Santoro a réagi aux déclarations du Serbe en prenant un angle très personnel. L’ancien joueur français a estimé que ce qu’a dit Djokovic montrait une obsession intacte pour la réussite, même quand le jeu n’est pas fluide. Il a rappelé que, malgré le nombre de fois où Djokovic a joué Wimbledon, il a toujours réussi à atteindre des étapes très avancées.
Djokovic a gagné sans se sentir « bien » sur le court
Après sa victoire à Wimbledon 2026, Novak Djokovic a décrit son match comme un exercice de gestion plutôt que comme une partie qu’il a savourée. Il a notamment confié qu’il n’avait pas eu l’impression d’être à son niveau et qu’il avait été soulagé de terminer avec un succès. Le message était clair : le résultat comptait, même si le confort était absent.
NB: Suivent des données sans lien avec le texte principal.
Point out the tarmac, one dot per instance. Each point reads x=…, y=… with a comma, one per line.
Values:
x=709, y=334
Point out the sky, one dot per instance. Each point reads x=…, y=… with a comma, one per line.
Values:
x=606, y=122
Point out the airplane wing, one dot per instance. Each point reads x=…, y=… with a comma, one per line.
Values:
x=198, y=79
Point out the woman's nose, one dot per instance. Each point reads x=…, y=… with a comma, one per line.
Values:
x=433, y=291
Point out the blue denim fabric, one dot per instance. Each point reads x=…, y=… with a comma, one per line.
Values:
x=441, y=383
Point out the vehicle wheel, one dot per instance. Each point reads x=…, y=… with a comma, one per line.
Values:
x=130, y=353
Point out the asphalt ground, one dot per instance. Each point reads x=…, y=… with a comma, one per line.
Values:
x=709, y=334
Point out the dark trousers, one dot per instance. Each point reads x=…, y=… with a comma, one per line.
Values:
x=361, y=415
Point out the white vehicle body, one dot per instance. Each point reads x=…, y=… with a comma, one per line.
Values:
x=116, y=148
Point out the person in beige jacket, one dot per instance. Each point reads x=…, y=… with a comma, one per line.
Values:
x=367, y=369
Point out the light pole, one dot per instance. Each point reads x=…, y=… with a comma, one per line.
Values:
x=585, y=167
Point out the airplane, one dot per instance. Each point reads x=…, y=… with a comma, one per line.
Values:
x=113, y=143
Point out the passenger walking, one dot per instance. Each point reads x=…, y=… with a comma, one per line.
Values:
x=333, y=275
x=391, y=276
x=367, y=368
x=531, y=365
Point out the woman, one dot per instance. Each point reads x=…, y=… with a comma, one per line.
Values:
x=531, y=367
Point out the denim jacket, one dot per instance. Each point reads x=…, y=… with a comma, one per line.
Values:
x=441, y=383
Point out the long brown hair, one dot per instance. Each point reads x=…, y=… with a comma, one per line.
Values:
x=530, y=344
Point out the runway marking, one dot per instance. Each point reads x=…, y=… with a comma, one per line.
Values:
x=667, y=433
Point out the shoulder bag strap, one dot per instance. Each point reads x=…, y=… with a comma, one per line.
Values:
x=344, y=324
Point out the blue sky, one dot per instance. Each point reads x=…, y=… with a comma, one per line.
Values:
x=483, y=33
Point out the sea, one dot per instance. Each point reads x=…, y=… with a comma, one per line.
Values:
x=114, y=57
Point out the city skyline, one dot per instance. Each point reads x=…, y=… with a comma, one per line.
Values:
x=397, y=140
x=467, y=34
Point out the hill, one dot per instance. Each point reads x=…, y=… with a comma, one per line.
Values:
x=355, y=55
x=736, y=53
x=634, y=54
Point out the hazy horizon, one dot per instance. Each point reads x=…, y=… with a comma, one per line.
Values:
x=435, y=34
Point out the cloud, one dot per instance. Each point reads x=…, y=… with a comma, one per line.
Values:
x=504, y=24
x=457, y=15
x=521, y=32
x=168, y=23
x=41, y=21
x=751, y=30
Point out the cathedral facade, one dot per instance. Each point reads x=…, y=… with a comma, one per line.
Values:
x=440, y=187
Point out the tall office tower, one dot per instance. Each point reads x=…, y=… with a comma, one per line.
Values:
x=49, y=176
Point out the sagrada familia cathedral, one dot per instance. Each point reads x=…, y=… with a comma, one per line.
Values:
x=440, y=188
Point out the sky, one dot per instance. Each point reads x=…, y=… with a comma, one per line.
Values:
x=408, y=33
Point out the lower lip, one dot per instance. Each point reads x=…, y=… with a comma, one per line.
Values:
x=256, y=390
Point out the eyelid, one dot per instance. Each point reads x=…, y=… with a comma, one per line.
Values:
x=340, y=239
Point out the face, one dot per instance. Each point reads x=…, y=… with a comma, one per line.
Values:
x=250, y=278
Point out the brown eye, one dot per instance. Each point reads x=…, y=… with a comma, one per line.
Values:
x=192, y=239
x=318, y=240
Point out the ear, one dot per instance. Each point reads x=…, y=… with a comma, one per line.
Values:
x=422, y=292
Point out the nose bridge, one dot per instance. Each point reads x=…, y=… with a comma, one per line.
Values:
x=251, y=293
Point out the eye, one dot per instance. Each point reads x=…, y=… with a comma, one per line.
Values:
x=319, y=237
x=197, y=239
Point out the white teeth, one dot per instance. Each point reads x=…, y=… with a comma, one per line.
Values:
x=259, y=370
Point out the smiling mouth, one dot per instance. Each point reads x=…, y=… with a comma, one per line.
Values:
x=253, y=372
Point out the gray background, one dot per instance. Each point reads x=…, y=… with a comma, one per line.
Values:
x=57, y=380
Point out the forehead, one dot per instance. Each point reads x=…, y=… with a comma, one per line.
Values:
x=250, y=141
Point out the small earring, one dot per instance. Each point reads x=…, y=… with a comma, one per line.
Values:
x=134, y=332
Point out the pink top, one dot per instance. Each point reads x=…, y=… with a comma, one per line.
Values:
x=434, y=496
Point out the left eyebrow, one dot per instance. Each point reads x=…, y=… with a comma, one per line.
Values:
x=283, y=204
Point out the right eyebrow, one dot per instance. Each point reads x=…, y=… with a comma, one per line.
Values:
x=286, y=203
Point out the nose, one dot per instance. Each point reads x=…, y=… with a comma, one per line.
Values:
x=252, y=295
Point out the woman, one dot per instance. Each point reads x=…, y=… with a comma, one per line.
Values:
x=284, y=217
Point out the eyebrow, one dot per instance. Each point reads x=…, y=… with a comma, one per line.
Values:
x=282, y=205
Il a aussi relativisé la portée d’un record à Wimbledon, en expliquant que son attention se portait sur la recherche du bon niveau. Dans ses mots, la satisfaction n’a pas accompagné la performance.
« Satisfaction et plaisir n’étaient pas au rendez-vous dans la victoire d’aujourd’hui. Bien sûr, je suis soulagé et heureux de gagner, mais je ne l’ai pas apprécié. »
Ce décalage entre efficacité et ressenti a donné le ton. Djokovic a ajouté qu’il avait eu du mal à retrouver le jeu qu’il cherchait, avant de conclure que « une victoire reste une victoire », avec l’espoir de construire pour la suite.
Le regard de Santoro : la faim de gagner avant tout
Fabrice Santoro a pris ces propos comme une preuve de motivation. À l’entendre, Djokovic n’a pas seulement continué à performer : il a conservé une forme de colère contre la défaite. L’ancien joueur a insisté sur l’ampleur du travail accompli à Wimbledon, en soulignant que très peu de joueurs ont eu l’occasion d’y jouer autant de fois et d’atteindre autant de quarts.
Il a aussi dressé un parallèle entre son propre parcours et celui de Djokovic, en mettant l’accent sur la place de l’insatisfaction.
Santoro a présenté cette posture comme un carburant : ne pas s’endormir sur les résultats, rester exigeant sur la façon de jouer.« J’aurais aimé être malheureux plus souvent durant ma carrière. »
Dans son analyse, Djokovic reste un joueur qui pousse ses limites, même à un âge avancé. Santoro a évoqué l’idée d’un nouvel objectif à Wimbledon, en reliant ce désir de gagner à l’envie de réécrire encore une page de l’histoire du tennis.
Le schéma : survivre, puis chercher l’étincelle
Ce qui a fait la différence, c’est la façon dont Djokovic a raconté la construction de son match : il a d’abord pris la sortie de route la plus importante, celle qui consiste à rester en vie dans un tournoi à élimination directe. Ensuite seulement, il a placé l’amélioration comme une étape suivante. Cette logique « survit pour s’épanouir » a une traduction très concrète : accepter un match imparfait, puis revenir au niveau recherché pour le tour d’après.
On voit un changement dans l’approche du discours : le Serbe n’a pas présenté son succès comme une démonstration de jeu. Il l’a présenté comme un passage obligatoire, avec une marge à combler. À ce niveau, la marge est infime : quand le confort disparaît, il faut quand même tenir le cadre du résultat.
Pour la suite, Djokovic disputera le prochain tour de Wimbledon 2026. Son objectif reste double : gagner en continuant à s’installer dans le niveau qu’il juge nécessaire, tout en défendant sa place dans la dernière ligne droite du tournoi.